The list of prominent women keeps growing, so that now announcements cover just a few days of the front page rather than inspiring a breathless group of reporters to post outside Bethesda for two weeks. And their impact on clinical care continues to evolve—for the good and not. Suzanne Somers’ controversial book Knockout, released in 2010, for example, promoted unproven alternatives to chemotherapy, as she describes in her preface, “to escape the degrading and humiliating treatments offered by oncologists. My choice overwhelmingly would be to use only alternative treatments regardless of what kind of cancer I contracted.” American Cancer Society President Dr.
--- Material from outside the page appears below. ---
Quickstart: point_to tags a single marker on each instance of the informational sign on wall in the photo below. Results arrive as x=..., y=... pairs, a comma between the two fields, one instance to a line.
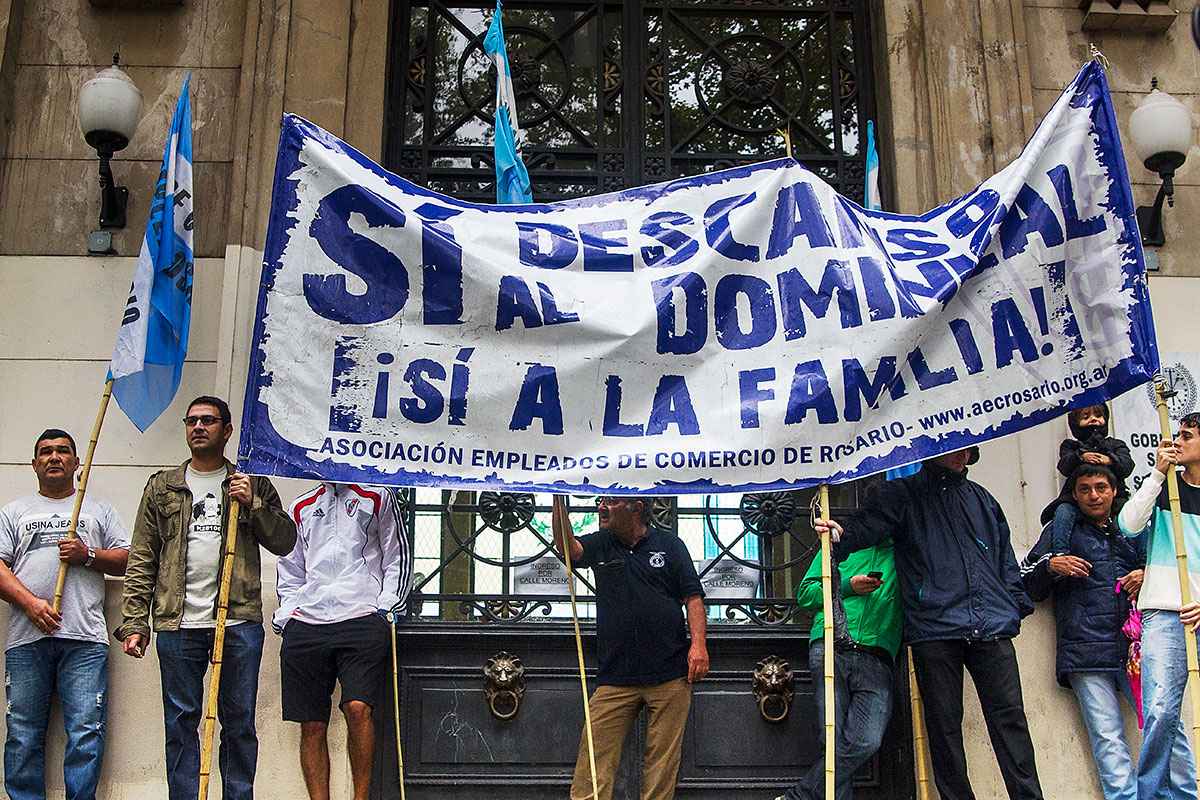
x=1135, y=413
Otis Brawley pushed back: “Some people confuse what they believe with what they know.”[xiv]

The decision of how and what to communicate to a now worldwide audience is a difficult tightrope to walk with overwhelming outlets for medical information. Sharing/oversharing is a fine line that overall is an individual decision. The fact that each may not communicate what we the scientific community think is important, should not be placed on the head of an unwitting victim. Public figures can continue to use the moments in front of screens and microphones to push the message of early detection and treatment efficacy no matter who the next lady at the mike is. How can we remain open to the messengers allowing for the positive influence of normalization while also practicing grace as each picks her way through public, uncharted territory?

 

[1] This was not the Reagans first experience with cancer while in the White House. Just months prior, President Reagan had undergone a colonoscopy to investigate the cause of his long history of anemia. A large colon cancer was discovered and resected the next day. Despite receiving no adjuvant treatment, President Reagan remained cancer-free. Nancy insisted that his diagnosis be kept secret from the press.